The Hume MCP Server accepts several command line options to customize its behavior:

CommandDescription
--workdir, -w <path>Set working directory for audio files (default: system temp)
--(no-)embedded-audio-modeEnable/disable embedded audio mode (default: false)
--(no-)instant-modeEnable/disable instant mode (default: false) (incurs 10% additional cost)
--help, -hShow help message

Environment variables

You can configure the behavior of the Hume MCP Server using these environment variables:

VariableDescription
HUME_API_KEY

Your Hume AI API key (required). You can obtain this from the Hume AI Platform.

WORKDIR

Working directory for audio files (default: OS temp directory + “/hume-tts”). This is where generated audio files will be stored.

EMBEDDED_AUDIO_MODE

Enable/disable embedded audio mode (default: false, set to ‘true’ to enable).
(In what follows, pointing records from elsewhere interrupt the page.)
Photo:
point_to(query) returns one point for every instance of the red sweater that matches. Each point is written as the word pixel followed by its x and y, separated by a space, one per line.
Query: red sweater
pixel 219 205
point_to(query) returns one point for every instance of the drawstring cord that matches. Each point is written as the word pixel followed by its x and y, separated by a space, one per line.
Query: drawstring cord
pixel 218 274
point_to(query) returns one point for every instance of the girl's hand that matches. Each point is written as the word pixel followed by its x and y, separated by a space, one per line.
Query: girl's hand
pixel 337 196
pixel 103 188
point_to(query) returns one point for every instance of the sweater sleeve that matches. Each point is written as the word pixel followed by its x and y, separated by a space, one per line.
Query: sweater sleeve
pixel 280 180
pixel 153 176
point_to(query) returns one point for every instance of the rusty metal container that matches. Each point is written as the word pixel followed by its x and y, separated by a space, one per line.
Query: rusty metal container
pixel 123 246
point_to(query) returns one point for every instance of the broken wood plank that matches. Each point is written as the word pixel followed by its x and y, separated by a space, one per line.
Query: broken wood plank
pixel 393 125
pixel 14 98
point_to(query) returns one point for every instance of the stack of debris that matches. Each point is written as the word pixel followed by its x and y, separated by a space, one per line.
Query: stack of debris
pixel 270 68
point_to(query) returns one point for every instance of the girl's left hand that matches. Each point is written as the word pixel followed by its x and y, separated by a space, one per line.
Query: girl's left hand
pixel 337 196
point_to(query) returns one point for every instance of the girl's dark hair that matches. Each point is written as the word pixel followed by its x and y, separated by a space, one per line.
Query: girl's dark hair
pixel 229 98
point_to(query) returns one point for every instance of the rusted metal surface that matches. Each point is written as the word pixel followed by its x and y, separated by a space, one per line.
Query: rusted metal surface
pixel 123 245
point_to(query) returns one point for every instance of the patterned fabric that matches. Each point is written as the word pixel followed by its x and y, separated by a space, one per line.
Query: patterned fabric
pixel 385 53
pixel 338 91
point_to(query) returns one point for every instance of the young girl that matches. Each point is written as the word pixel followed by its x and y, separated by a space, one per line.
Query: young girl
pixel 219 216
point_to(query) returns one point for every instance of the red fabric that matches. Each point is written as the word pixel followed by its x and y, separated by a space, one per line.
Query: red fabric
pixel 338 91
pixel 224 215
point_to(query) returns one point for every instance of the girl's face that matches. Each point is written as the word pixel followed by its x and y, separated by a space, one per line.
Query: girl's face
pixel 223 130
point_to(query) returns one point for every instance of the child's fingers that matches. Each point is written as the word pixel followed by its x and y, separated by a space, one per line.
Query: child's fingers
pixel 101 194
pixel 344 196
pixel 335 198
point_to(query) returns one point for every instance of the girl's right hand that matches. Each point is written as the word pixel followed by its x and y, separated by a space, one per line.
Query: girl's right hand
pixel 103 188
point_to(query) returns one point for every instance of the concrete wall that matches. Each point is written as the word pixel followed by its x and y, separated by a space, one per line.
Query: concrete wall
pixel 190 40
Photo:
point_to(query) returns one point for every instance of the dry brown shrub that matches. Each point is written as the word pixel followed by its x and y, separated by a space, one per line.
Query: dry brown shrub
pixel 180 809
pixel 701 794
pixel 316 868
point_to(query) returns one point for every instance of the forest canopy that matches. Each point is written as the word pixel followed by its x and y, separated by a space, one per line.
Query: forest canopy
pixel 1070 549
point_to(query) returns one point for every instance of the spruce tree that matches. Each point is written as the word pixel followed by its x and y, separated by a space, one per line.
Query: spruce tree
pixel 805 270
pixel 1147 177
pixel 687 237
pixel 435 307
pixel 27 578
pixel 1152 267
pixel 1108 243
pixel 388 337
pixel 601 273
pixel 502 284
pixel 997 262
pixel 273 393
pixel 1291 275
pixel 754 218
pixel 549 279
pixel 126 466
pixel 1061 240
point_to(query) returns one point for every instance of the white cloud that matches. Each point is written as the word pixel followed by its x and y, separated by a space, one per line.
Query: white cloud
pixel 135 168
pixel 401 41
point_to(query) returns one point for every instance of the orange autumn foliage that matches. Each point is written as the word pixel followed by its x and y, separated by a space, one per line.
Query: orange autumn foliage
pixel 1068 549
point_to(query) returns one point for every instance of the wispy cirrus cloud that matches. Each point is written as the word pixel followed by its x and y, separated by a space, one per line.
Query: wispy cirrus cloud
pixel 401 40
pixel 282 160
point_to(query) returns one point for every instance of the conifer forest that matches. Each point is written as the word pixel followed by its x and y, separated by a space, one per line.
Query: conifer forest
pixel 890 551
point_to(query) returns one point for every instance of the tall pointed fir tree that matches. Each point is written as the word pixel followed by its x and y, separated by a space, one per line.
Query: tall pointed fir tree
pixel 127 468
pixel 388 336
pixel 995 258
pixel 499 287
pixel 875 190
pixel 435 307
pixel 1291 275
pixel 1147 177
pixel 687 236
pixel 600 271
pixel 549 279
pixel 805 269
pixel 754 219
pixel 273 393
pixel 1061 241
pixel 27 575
Embedded audio files are a new addition to the MCP specification and most MCP client application do not yet support them. This can be useful if you are designing an MCP client specifically to work with Hume.

INSTANT_MODE

Enable/disable instant mode (default: false, set to ‘true’ to enable). Instant mode allows for faster TTS generation but incurs a 10% additional cost. This setting overrides the default instant_mode parameter sent to the TTS API.

Default API parameters

The MCP Server applies several default parameters to API requests for convenience:

ToolParameterDefaultDescription
ttsstrip_headerstrue

Headers and non-speech text are automatically removed from the input.

format.type"wav"

All audio is generated in WAV format for best compatibility with audio players.

instant_modetrue

Instant mode is enabled by default for the TTS API (API default is false) for faster synthesis. This default can be overridden by setting the global instant mode option through the command line flag or environment variable.

list_voicespage_size100

Returns up to 100 voices per request (API default is 10) to minimize pagination needs.